Una prima assoluta per l'ultimo appuntamento programmato da Teatri di Pietra a Posillipo venerdì 30 luglio, sarà L'Atlantide di Platone, adattamento teatrale in due atti dal "Crizia" di Platone a cura di Eleonora Brigliadori, che, oltre ad esserne la protagonista, firma la traduzione originale con la collaborazione del grecista Prof. Alessandro Davico. In questo testo inedito, dalla concezione modernissima, il pubblico stesso potrà rivelare e scoprire il significato nascosto nel misterioso mito di Atlantide, rimasto irrisolto da millenni. A rivelare la nuova tesi sarà l'Anima stessa di Platone, impegnata, attraverso i secoli, nel lungo viaggio della "reminescenza".

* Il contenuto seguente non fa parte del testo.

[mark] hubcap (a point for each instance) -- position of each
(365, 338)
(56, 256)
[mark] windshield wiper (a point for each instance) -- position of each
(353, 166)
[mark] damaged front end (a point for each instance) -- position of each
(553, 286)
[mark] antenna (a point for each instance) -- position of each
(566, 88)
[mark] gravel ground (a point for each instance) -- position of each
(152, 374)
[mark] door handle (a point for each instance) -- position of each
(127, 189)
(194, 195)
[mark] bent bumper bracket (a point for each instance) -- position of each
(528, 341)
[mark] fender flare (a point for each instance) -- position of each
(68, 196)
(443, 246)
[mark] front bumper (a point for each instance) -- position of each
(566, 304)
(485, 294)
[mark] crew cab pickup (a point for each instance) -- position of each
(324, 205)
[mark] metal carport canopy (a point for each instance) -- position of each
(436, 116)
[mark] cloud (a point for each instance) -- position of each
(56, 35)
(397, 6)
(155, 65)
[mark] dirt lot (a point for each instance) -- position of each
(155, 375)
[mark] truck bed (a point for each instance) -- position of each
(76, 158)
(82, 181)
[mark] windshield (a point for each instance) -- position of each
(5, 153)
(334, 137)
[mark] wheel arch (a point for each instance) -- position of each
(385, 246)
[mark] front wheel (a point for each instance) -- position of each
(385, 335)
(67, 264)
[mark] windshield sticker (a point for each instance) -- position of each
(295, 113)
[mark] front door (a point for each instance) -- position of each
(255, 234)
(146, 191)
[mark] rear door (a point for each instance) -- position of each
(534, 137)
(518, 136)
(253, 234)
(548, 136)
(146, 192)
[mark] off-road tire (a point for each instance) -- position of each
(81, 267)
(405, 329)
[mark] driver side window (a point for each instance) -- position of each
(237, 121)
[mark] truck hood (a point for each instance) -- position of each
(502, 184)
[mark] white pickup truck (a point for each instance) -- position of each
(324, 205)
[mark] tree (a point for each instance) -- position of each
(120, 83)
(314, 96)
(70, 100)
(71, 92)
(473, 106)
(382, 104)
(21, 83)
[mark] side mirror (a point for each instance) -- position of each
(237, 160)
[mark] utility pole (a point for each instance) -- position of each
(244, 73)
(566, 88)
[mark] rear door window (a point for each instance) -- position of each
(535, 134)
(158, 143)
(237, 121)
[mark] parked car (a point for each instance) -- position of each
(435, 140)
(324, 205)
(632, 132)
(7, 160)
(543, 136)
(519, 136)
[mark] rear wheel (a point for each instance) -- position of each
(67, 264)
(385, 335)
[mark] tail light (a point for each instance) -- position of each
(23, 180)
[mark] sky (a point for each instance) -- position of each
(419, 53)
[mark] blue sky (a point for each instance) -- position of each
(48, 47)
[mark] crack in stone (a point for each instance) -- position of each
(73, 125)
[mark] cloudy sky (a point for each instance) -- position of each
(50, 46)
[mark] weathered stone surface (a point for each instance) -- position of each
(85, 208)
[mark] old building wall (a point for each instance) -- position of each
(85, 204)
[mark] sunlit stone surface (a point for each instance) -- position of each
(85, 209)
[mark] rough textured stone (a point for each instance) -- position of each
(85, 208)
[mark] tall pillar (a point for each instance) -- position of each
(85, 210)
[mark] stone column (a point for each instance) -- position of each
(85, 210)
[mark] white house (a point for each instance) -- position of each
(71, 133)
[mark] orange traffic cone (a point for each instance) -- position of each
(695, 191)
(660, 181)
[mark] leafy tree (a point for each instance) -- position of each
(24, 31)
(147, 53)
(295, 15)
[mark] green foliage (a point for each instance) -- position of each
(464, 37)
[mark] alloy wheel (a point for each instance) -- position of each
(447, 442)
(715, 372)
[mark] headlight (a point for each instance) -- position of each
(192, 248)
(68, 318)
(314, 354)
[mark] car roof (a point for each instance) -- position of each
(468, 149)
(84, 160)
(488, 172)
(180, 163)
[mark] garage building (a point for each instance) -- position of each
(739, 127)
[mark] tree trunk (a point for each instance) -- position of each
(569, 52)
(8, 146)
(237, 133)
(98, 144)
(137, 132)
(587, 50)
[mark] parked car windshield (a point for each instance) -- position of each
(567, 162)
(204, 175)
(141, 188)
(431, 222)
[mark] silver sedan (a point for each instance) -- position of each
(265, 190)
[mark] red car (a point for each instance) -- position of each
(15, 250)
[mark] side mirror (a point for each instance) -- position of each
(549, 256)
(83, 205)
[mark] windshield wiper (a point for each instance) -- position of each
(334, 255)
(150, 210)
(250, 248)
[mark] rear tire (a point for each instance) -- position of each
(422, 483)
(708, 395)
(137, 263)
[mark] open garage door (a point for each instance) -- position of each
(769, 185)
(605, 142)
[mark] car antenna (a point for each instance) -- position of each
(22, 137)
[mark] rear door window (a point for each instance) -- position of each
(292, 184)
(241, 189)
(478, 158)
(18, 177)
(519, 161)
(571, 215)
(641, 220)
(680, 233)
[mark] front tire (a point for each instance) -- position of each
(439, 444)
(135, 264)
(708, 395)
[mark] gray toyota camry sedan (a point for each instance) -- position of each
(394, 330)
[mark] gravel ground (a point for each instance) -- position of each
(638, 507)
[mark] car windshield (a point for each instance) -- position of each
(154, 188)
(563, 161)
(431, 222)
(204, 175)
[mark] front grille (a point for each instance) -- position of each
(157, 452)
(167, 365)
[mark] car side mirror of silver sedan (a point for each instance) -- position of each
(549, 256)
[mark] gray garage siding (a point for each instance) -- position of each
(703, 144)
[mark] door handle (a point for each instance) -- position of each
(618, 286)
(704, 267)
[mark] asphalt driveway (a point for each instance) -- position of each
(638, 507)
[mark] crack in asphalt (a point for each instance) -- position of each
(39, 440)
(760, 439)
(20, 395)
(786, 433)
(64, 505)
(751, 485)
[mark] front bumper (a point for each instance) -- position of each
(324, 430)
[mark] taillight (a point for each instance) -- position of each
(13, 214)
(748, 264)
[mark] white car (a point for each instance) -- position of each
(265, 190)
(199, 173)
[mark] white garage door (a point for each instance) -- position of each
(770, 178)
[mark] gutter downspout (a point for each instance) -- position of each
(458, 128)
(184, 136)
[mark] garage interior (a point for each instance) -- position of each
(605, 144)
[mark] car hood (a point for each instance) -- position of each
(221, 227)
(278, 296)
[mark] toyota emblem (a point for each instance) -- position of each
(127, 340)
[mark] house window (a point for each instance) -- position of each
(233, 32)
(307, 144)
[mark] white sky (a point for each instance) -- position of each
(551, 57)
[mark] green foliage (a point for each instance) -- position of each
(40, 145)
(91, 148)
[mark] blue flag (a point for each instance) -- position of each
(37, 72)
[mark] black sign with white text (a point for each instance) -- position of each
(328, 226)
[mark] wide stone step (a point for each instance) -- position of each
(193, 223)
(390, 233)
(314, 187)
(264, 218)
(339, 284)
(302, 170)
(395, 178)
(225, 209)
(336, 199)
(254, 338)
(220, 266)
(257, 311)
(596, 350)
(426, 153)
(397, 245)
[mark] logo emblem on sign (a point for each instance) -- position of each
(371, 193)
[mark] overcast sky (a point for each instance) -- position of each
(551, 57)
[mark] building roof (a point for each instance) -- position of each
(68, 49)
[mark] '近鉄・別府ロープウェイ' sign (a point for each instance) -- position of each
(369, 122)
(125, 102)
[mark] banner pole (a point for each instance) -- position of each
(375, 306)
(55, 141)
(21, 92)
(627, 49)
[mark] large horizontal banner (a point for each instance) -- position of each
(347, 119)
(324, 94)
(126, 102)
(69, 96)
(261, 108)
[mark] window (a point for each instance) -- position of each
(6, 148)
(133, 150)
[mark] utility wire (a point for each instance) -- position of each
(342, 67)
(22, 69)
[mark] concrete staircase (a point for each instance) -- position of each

Otto allestimenti scenici per otto serate d'eccezione, in cui la ricerca originale di autori e interpreti, unitamente al lavoro di molti artisti della scena, ri-trovano nell'area dei Teatri di Pausylipon la propria sede, restituendo significato al luogo e pregnanza all'esperienza di riviverlo.

Info e prenotazioni al numero verde 800024060
email info@capuanticafestival.it internet www.teatridipietra.org
Ingresso da Grotta di Seiano (Via Coroglio) ore 20.30, inizio spettacoli ore 21.30
Ingressi euro 12 (intero) ed euro 10 (ridotto)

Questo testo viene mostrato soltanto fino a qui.